Spring provides request/response pairing for Kafka using the ReplyingKafkaTemplate. The implementation uses specific message headers to store correlation ID into message and to specify topic where to send response (reply-to). SV will automatically detect these properties and learn/simulate the behavior. However, it requires endpoint to be configured with both request and response topics to be able to correctly send messages.

How it works:

  • FORWARD_TO_REAL_SERVICE mode:
    • Request is received by SV on virtual request topic, it's reply-to is remembered, message is learned and sent to real request topic with reply-to set to configured real response topic.
    • The real service then sends response back to real response topic where SV receives it, learns it and sends to the remembered reply-to from request.
    • In this case the virtual response topic is not needed.
  • SIMULATE_SERVICE mode:
    • In this mode SV receives request on virtual request topic, generates response and sends it to reply-to topic specified in request.
    • There is only virtual request topic required in this case.
  • INVOKE_REAL_SERVICE mode:
    • SV generates a message with correlation ID and reply-to set to real response topic.
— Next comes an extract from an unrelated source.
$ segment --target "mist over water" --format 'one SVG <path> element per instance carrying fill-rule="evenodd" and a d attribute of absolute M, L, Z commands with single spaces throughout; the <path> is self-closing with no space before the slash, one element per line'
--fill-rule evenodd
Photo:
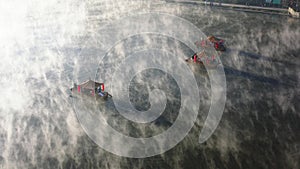
<path fill-rule="evenodd" d="M 15 0 L 0 4 L 0 168 L 299 168 L 299 20 L 164 1 Z M 206 35 L 226 41 L 227 51 L 220 59 L 227 100 L 216 131 L 199 144 L 211 88 L 205 68 L 189 64 L 200 89 L 193 128 L 161 155 L 125 158 L 100 148 L 80 125 L 74 107 L 99 113 L 99 120 L 124 135 L 151 137 L 170 128 L 178 116 L 182 98 L 174 77 L 151 69 L 132 79 L 129 98 L 137 110 L 151 107 L 148 89 L 165 91 L 162 116 L 146 124 L 125 119 L 112 100 L 74 101 L 68 89 L 73 82 L 104 80 L 97 74 L 98 69 L 103 71 L 99 67 L 102 57 L 112 61 L 105 65 L 109 70 L 117 61 L 114 54 L 126 54 L 134 44 L 176 51 L 178 60 L 195 52 L 161 35 L 127 37 L 110 53 L 104 50 L 108 44 L 93 39 L 95 34 L 106 38 L 107 32 L 99 31 L 105 25 L 145 12 L 176 15 Z M 78 106 L 82 102 L 85 107 Z M 107 144 L 120 144 L 120 140 Z"/>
The message is sent to real request topic.
    • Only the real part of endpoint configuration is needed.

Virtual response topic is not needed in any of the modes since the Spring client sends the reply-to information with every request.

Note

The real response topic must have only one consumer, i.e. you cannot run SV multiple times to use the same real response topic. This is because SV does not check the exact subscribed partition and thus the response could be received by different process. If you need multiple consumers and partitions, specify exact partition in endpoint configuration. SV will set both topic name and partition in reply-to.

Note

When service is implemented using VSL instead of learning, the operation must be marked as supporting Spring correlation. Without this mark, SV wouldn't generate correlation ID and reply-to in the INVOKE_REAL_SERVICE mode and the virtual service would not work in this mode. The marking can be achieved by using withSpringCorrelation() in the operation definition.